The GdF said it had decided to accept Fraport’s written offer for fresh talks to end a pay dispute involving around 200 tarmac workers that is grounding hundreds of flights daily.
“We welcome the fact that a solution is now being sought back at the negotiating table. That’s in the interests of passengers, airlines and our employees,” said Fraport chief Stefan Schulte.
“We examined the letter and informed Fraport of our willingness to resume talks,” union chief Michael Schaefer told AFP.
“We will suspend the strikes while the talks are in process,” starting from the beginning of the night shift at 9:00 pm (2000 GMT), Schaefer added.

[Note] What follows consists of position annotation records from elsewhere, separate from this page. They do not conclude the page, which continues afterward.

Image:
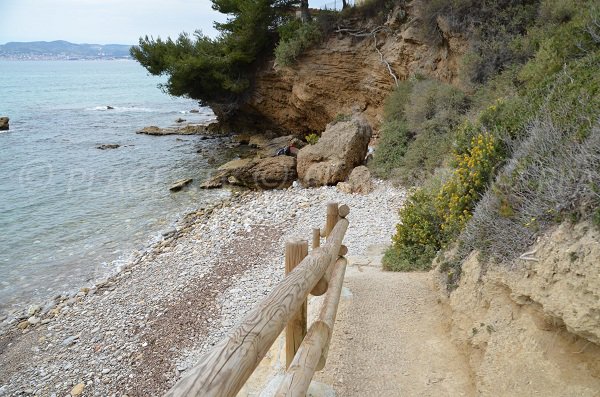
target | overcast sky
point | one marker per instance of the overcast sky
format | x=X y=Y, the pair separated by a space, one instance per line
x=105 y=21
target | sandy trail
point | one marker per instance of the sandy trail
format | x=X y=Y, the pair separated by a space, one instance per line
x=389 y=338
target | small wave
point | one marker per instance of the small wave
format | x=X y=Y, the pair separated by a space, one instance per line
x=119 y=109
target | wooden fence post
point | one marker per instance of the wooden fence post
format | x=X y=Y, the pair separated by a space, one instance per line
x=332 y=218
x=316 y=238
x=295 y=252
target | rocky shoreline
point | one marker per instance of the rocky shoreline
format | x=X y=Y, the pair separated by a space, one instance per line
x=136 y=332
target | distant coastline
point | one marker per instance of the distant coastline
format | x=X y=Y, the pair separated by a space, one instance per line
x=62 y=50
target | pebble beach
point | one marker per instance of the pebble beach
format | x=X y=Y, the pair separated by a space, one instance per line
x=135 y=333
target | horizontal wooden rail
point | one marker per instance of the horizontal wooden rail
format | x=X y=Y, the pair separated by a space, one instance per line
x=313 y=351
x=223 y=371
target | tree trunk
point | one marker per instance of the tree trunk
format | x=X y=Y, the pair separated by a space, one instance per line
x=304 y=15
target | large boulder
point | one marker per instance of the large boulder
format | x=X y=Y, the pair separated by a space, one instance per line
x=342 y=147
x=4 y=123
x=268 y=173
x=358 y=182
x=271 y=147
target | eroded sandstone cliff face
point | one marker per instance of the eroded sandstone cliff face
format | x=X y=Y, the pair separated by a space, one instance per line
x=345 y=74
x=534 y=329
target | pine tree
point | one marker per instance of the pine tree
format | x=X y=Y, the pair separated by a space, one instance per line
x=217 y=71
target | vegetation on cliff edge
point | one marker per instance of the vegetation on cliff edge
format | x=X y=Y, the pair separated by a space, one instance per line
x=522 y=148
x=221 y=70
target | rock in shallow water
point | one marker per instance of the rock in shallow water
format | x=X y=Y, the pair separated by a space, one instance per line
x=180 y=184
x=4 y=123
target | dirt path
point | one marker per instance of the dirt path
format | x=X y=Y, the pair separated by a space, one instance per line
x=389 y=338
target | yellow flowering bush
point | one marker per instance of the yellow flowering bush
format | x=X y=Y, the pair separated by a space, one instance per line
x=474 y=168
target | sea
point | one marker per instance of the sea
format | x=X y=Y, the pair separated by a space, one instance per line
x=71 y=213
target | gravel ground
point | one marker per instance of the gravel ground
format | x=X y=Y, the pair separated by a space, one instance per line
x=390 y=339
x=135 y=333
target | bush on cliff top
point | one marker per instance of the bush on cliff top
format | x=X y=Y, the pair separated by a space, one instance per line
x=541 y=119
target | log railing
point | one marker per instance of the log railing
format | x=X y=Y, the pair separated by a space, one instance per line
x=224 y=370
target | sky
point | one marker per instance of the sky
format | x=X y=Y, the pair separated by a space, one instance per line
x=106 y=21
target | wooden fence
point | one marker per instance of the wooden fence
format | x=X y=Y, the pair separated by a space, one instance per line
x=224 y=370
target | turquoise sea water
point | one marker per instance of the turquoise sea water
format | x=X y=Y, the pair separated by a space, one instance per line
x=70 y=212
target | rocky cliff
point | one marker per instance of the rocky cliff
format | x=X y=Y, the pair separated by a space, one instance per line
x=533 y=329
x=348 y=73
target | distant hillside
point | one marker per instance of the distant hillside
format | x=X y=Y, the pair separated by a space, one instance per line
x=62 y=50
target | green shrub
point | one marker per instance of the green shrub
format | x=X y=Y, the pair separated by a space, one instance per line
x=312 y=138
x=394 y=137
x=303 y=38
x=340 y=117
x=417 y=237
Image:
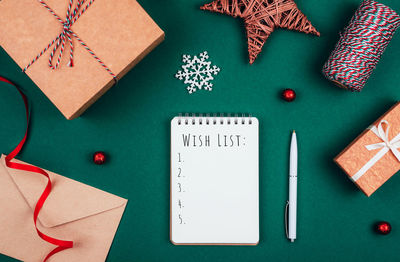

Industrial action “will remain suspended until the end of the talks, which is to say until a deal is reached or until one side or the other breaks off the talks. But we don’t want that and don’t expect it,” he added.
Some 200 apron control staff — who direct aircraft in and out of their parking positions both from the control tower and on the tarmac — have been striking since last Thursday over demands for higher pay, increased bonuses and reduced working hours.
Fraport said 170 flights were cancelled Wednesday, fewer than in previous days, as contingency plans saw other employees taking over the strikers’ duties.
On Tuesday, more than 80 percent of take-offs and landings were able to go ahead and disruption kept to a minumum, despite the strikes, according to Fraport.
German airline Lufthansa, which has its main base in Frankfurt, has also mobilised its employees to help out and most transatlantic and long haul flights have remained unaffected.
Financial Times Deutschland quoted Lufthansa board member Stefan Lauer as estimating that the airline has lost 50-100 million euros ($66-132 million) in revenues due to the walkouts so far.
Fraport insists it has made concessions “on many points in the union’s extremely high demands.”
But in other areas, the demands were “so extremely high... that they would threaten the entire wage structure system as a whole,” it said.
Frankfurt airport is Europe’s third busiest after London-Heathrow and Paris Charles de Gaulle.
GdF repeatedly threatened strike action last year in a long-running wage dispute for regular air traffic controllers.
A strike was averted when the union and Germany’s air safety authority DFS reached a deal in court in October.